Monday, June 21, 2010

Remembering James Wood (and Alan Artner)

Former Tribune art critic, Alan Artner's 1200 word tribute to former A.I.C. director, James Wood, appeared in the Chicago Tribune yesterday (June 20)


But hardly any details were offered to support its laudations.

Of course, there is the Modern Wing, and if that would not have happened without James Wood, then he deserves a lot of credit.

And the same thing for the dark and quiet Ando Gallery of Japanese screens and ceramics.

But how can we judge his contribution to the "numerous groundbreaking exhibitions" unless we know which exhibits were turned down, and which ones really had to be fought for?

And what is involved in "a higher level of professionalism"?

Has anyone ever described his predecessor, the former Kansas University President, Laurence Chalmers, as un-professional?

The problem is that the administration of a not-for-profit corporation, like the Art Institute, happens behind closed doors, and nobody can get behind those doors except a journalist from a major newspaper.

We don't need the kind of adversarial relationships that a columnist like John Kass has with Mayor "Shortshanks" Daley, or Governor "Deadmeat" Blagojevich.

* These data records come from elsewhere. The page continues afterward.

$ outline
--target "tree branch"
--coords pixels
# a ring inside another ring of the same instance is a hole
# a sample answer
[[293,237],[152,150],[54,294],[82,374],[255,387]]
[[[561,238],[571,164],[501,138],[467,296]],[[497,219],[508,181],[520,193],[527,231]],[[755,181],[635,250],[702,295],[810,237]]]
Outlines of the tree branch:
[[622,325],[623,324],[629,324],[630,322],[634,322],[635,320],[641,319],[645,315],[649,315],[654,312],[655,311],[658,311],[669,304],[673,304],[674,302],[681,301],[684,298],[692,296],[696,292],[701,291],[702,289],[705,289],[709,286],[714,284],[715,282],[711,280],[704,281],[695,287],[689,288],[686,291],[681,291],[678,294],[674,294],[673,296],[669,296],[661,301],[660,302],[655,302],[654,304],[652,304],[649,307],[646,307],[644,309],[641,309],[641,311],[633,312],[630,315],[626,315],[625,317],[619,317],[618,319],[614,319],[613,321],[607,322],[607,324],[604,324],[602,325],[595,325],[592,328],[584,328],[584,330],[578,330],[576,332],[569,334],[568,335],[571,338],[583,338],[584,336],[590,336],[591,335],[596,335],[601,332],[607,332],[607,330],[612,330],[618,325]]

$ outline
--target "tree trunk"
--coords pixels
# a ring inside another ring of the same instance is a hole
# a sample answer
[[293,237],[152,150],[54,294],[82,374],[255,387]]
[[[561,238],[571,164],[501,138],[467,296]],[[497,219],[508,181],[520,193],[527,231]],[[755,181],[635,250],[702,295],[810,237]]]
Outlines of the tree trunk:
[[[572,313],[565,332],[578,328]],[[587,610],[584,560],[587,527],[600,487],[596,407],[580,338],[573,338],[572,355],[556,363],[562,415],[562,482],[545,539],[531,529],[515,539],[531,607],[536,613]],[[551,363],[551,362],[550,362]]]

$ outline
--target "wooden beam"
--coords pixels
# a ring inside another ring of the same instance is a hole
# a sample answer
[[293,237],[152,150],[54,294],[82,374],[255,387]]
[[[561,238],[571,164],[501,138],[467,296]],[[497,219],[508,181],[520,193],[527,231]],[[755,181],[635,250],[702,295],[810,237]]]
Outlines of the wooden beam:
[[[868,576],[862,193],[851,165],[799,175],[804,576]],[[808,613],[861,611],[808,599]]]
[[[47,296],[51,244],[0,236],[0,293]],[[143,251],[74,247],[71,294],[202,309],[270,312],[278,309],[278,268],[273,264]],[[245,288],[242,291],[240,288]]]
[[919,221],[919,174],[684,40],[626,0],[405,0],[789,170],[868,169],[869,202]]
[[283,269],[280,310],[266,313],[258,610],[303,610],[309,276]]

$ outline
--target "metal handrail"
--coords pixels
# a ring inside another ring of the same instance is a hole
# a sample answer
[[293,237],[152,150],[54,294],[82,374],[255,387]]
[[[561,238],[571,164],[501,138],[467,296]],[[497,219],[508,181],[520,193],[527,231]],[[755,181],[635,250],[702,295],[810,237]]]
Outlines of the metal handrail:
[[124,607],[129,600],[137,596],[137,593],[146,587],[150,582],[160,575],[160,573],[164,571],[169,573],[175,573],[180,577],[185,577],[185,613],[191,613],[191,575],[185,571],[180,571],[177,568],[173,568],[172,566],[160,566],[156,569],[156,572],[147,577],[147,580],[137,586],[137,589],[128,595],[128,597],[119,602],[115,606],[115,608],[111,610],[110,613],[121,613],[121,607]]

But we do need a reporter who is looking for a story, instead of looking for approval from the powerful people he is covering.

From the little that I know about James Wood, he shared my enthusiasm for the Japanese Print room (which may be why it happily continued to be put on regular rotation), but he also had a taste for minimalism in contemporary art, and so I think we were shown a bit too much of Ellsworth Kelly and Jasper Johns.

But more importantly, it was at the beginning of his tenure that the Art Institute discontinued both it's American Painting and Sculpture Show and the Chicago Vicinity Show.

Two shows which the museum had been conducting regularly for the previous 90 years.

Why were they cut?

Perhaps because it was no longer fashionable to entertain an idea of Chicago art or American art as distinct from an international artworld.

So to assert the former would be to lose status in the latter.

But who knows?

This decision, along with all the others, was made in a boardroom closed to the public, and the city's most important art critic appears to have been more concerned with being the Director's friend than with being his critic.

2 Comments:

Anonymous Sharon M. said...

Interesting observation...look not for what was said, but what wasn't.

7:13 PM  
Blogger chris miller said...

Hi Sharon,

Your response reminds me that I've been neglecting this blog. No one else has expressed much interest in looking at our local museum with a critical eye.